<60>Il n'en est pas ainsi de moi; je regrette mon roi, et le regretterai sur terre, comme au milieu des glaçons et du royaume des vents. Le ciel me punit bien de l'avoir quitté; mais qu'il me rende la justice de croire que ce n'est pas pour mon plaisir.

J'abandonne un grand monarque qui cultive et qui honore un art que j'idolâtre, et je vais trouver quelqu'un qui ne lit que Christianus Wolffus. Je m'arrache à la plus aimable cour de l'Europe pour un procès.

Un ridicule amour n'embrase point mon âme,
Cythère n'est point mon séjour,

Et je n'ai point quitté votre adorable cour
Pour soupirer en sot aux genoux d'une femme.

Mais, Sire, cette femme a abandonné pour moi toutes les choses pour lesquelles les autres femmes abandonnent leurs amis; il n'y a aucune sorte d'obligation que je ne lui aie. Les coiffes et la jupe qu'elle porte ne rendent pas les devoirs de la reconnaissance moins sacrés.

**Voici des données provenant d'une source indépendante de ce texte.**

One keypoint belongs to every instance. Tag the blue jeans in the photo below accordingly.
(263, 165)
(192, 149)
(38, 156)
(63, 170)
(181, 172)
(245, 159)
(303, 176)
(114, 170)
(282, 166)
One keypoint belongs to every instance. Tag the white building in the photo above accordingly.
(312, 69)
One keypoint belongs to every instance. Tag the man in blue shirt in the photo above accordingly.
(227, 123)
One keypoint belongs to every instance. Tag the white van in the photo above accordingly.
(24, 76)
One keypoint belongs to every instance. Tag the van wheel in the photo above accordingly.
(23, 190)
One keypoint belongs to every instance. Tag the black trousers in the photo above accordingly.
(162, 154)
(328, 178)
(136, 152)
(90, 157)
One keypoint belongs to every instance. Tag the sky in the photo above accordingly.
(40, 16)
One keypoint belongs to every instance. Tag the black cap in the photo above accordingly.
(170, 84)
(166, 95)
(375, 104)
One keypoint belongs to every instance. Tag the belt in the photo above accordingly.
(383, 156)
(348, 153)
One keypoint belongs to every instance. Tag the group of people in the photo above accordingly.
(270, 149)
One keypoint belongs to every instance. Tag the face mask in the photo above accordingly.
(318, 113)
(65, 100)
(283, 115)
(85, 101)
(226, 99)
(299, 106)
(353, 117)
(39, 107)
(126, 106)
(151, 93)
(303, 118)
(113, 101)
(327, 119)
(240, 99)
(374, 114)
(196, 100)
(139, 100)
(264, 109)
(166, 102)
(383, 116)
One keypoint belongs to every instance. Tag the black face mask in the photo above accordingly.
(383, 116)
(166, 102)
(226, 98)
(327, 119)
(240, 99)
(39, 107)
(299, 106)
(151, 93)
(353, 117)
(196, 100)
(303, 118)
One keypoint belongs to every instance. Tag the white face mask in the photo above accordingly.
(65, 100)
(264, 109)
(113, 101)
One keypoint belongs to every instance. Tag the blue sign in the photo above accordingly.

L'amour est souvent ridicule;
Mais l'amitié pure a ses droits,
Plus grands que les ordres des rois.
Voilà ma peine et mon scrupule.

Ma petite fortune mêlée avec la sienne n'apporte aucun obstacle à l'envie extrême que j'ai de passer mes jours auprès de V. M. Je vous jure, Sire, que je ne balancerai pas un moment à sacrifier ces petits intérêts au grand intérêt d'un être pensant, de vivre à vos pieds, et de vous entendre.

Hélas! que Gresset est heureux!
Mais, grand roi, charmante coquette,
Ne m'abandonnez pas pour un autre poëte;
Donnez vos faveurs à tous deux.

J'ai travaillé Mahomet sur le vaisseau, j'ai fait l'Épître dédicatoire.a V. M. permet-elle que je la lui envoie?


a Cette pièce se trouve dans les Œuvres de Voltaire, édit. Beuchot, t. LIV, p. 256-263. Nous l'avons omise, comme quelques dédicaces d'Algarotti adressées à Frédéric (t. XVIII, p. III). D'ailleurs, Voltaire dédia, depuis, son Mahomet au pape Benoît XIV, au lieu de le dédier à Frédéric, comme il avait d'abord eu l'intention de le faire. Voyez, ci-dessous, p. 78, sa lettre à Frédéric, du 5 mai 1741.